Having got so far, moreover, ought we not to be able to go further? Ought not these numbers individually to have a voice for us, and in their relation to one another also? If all things are full of reason, is it too much to expect that these proportions have a reason too? Oh, for some interpreter here, some master mind, lowly and reverent enough to follow out this clue, and tell us whither it leads! But we must not expect these elements to speak yet clearly. Pythagoras has given place to Darwin; and final cause to formal cause; and we must wait for the wheel to come round again.

As to relations as indicated by the numbers we have just a hint: -
"Attempts have been made in the same science," say M'Cosh & Dickie, in their work on "Typical Forms," "to form bodies into groups or congeners. M. Dumas, in particular, has detected a number of triads, or series of three bodies, which have analogous properties, and showing a singular numerical profession in their equivalent weights; the equivalents of two of these added together, and divided by two, giving approximately the equivalent of the third, thus: -

Chlorine 35 } Potassium 40 }
Bromine }80 Sodium }24
Iodine 125 } Lithium 7 }
Calcium 20 } Sulphur 16 }
Strontium }44 Selenium }40
Barium 69 } Tellurium 64 }

" 'Regarding,' says Faraday, 'chlorine, bromine, and iodine as one triad, it will be seen that between the first and the last there is recognizable a well-marked progression of qualities. Thus chlorine is a gas, under ordinary temperatures and pressures; bromine, a fluid; and iodine, a solid; in this manner displaying a progression in the difference of cohesive force. Again, chlorine is yellow; bromine, red; iodine, black, or in vapor, a reddish violet.' "

This glimmer of light seems to have well-nigh gone out. The atomic weight of some of these has been since doubled, and of others more or less changed. At the best, it carries us but a little way upon the road we seek. None the less sure is it that there is a numerical impress upon all nature.
"Indeed," says Sir John Herschel again, "it is a character of all the higher laws of nature to assume the form of a precise quantitative statement."

And Humboldt declares, -
"It may be said that the only remaining and widely diffused hieroglyphic characters still In our writing - numbers - appear to us again as powers of the cosmos, although in a wider sense than that applied to them by the Italian School."

Much more might be said here, but it needs not to try more to establish what no science of the day will attempt to dispute.
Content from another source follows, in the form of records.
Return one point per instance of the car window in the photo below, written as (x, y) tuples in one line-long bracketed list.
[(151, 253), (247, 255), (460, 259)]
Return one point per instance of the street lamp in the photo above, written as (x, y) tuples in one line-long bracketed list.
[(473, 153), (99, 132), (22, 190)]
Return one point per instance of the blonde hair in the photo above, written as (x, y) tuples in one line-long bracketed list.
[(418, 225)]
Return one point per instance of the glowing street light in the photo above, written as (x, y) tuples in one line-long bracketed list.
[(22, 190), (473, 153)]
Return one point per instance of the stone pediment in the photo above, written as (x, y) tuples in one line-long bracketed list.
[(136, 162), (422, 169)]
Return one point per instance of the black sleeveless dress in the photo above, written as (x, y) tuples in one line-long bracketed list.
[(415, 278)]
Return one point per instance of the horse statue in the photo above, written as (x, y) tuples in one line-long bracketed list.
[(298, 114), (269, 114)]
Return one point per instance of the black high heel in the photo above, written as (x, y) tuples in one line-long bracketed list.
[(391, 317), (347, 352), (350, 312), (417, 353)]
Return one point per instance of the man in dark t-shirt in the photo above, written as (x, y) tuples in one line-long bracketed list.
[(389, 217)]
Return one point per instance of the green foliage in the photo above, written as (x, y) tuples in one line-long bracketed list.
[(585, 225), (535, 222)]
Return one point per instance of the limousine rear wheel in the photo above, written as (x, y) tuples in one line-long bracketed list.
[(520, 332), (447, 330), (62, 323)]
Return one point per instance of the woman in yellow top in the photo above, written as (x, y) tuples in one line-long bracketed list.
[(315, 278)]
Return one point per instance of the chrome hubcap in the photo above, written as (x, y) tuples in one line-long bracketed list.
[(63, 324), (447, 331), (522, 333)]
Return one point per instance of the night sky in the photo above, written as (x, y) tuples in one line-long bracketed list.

It is the meaning of admitted facts that we are seeking; and this is just what is so hard to reach. Save in their testimony to an Author of nature, they are yet dumb and unspiritual: how shall we spiritualize them? Is it not possible - yea, rather, may we not expect, that God has given us somewhere some clue to their interpretation, by which we may follow on to find ourselves more in the presence of the King? Nature seems to us as yet dumb, and God, if we own Him there, yet distant; where shall we find, then, the interpreter we seek, if not in Revelation?